Background
There are no obvious clinical symptoms in the early stages of Alzheimer's disease (AD). Therefore, the diagnosis of AD directly leads to serious lag. Studies have shown that most patients usually have mild cognitive impairment (MCI) before diagnosis. Therefore, the actual time of diagnosis of AD is much later than the time of onset. This brings great difficulties to the late treatment and management of patients. Therefore, early diagnosis of AD is very important. This paper mainly discusses the blood biomarkers of AD patients and uses machine learning methods to find the changes of blood transcriptome during the development of AD, and to search for potential blood biomarkers.
Method
Individualized blood mRNA expression data were downloaded from the GEO database in 711 patients, including control group (CON) (238 patients), MCI (189 patients), and AD (284 patients). Firstly, we analyzed the subcellular localization, protein types and enrichment pathways of the differentially expressed mRNAs in each group, and established an artificial intelligence individualized diagnostic model. Furthermore, Xcell tool was used to analyze the blood mRNA expression data to obtain the composition and quantitative data of blood cells.
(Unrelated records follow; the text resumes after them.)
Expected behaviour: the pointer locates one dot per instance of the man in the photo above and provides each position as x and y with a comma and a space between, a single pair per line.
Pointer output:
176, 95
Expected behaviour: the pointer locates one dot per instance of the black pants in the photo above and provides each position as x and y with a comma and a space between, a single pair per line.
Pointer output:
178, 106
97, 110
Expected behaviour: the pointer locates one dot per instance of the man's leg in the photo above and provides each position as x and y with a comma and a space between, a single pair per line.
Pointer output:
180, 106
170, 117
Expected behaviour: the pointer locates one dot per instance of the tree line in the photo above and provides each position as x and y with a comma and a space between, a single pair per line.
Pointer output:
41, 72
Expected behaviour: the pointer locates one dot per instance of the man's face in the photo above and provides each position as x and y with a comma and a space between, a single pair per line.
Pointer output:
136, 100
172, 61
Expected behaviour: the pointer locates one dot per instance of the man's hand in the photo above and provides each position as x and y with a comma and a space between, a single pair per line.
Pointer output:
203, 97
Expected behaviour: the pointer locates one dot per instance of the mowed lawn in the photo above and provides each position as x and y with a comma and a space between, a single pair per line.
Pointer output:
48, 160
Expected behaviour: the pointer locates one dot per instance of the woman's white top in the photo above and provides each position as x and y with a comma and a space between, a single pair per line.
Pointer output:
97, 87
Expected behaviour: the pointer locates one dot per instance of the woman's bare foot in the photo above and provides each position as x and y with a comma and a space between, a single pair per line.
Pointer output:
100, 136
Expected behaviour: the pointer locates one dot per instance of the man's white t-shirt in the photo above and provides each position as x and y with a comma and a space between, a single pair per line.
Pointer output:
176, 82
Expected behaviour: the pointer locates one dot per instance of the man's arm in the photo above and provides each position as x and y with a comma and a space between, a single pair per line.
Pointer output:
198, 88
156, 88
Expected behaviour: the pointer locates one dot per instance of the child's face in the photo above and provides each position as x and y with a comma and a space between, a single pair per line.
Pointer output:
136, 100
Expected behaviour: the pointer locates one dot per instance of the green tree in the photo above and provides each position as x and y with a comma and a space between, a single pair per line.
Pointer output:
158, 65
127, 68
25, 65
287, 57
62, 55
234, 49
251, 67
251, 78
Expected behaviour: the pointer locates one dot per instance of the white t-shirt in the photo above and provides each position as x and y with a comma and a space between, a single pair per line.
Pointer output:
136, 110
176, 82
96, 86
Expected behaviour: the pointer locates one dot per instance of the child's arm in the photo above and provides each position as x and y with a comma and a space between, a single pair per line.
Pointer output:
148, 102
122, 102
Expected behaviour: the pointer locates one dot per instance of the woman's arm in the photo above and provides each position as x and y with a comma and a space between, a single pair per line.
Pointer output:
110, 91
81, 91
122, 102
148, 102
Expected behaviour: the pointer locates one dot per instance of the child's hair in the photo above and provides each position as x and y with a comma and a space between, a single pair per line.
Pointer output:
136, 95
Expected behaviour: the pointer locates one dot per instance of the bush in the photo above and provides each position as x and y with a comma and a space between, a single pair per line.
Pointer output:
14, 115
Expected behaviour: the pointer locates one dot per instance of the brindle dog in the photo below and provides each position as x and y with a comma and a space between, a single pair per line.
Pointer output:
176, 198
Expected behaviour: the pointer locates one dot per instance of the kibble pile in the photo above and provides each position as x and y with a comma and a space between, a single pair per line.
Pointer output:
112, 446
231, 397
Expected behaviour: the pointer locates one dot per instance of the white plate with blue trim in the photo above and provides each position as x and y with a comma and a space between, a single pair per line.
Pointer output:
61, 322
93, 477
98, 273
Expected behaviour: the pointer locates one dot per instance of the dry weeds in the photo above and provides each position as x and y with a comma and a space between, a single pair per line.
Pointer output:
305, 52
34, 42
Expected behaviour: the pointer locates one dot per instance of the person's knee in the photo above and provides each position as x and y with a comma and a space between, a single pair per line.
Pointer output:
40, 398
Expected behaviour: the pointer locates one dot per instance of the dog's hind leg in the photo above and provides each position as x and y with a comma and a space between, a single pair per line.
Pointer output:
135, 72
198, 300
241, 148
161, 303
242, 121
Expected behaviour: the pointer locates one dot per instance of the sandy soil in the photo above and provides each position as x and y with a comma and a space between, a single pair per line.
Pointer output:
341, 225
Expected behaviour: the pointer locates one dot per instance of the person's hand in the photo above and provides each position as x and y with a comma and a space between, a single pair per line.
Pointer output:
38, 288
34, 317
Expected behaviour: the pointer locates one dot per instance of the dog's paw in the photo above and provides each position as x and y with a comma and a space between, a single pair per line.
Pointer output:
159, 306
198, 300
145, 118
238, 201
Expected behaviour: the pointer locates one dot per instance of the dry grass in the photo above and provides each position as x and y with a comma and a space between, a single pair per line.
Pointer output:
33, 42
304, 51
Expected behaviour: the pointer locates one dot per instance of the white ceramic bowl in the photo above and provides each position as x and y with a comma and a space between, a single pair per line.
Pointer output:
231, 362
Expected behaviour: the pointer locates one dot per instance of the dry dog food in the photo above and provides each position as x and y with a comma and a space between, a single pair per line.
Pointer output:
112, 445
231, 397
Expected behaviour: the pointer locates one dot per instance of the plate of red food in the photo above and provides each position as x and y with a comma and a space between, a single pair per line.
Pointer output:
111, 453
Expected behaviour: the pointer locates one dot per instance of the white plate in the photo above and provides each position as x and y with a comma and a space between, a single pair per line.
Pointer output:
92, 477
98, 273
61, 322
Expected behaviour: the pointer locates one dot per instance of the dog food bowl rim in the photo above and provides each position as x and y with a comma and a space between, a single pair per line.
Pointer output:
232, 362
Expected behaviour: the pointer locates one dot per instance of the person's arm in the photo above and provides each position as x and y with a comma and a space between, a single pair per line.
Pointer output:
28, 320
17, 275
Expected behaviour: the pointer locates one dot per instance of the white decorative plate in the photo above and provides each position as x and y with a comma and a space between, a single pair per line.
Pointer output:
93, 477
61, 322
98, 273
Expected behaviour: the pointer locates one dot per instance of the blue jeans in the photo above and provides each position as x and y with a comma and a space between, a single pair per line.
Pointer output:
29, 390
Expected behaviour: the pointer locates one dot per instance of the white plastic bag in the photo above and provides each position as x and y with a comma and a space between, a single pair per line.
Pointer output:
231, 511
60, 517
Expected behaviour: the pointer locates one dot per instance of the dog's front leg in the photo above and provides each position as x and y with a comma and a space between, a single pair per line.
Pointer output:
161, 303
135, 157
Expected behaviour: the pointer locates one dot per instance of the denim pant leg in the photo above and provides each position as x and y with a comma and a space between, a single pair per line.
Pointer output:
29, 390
Ratio characteristics were established for mRNA and Xcell data respectively. Feature engineering operations such as collinearity and importance analysis are performed on all features to obtain the best feature solicitation. Finally, four machine learning algorithms, including linear support vector machine (SVM), Adaboost, random forest and artificial neural network, were used to model the optimal feature combinations and evaluate their classification performance in the test set.
Result
A total of 5625 differential mRNAs were obtained by differential analysis of blood mRNAs. Through feature engineering screening, the best feature collection was obtained, and the artificial intelligence individualized diagnosis model established based on this method achieved a classification accuracy of 91.59% in the test set. The AUC of CON, MCI and AD were 0.9746, 0.9536 and 0.9807, respectively.
Conclusion
The 181 features are composed of four dimensions, which can accurately classify CON, MCI and AD groups, suggesting that machine learning methods can capture changes in blood biomarkers in Alzheimer's patients. The results of cell homeostasis analysis suggested that the homeostasis of NTK cells might be related to AD, and the homeostasis of GMP might be one of the reasons for AD.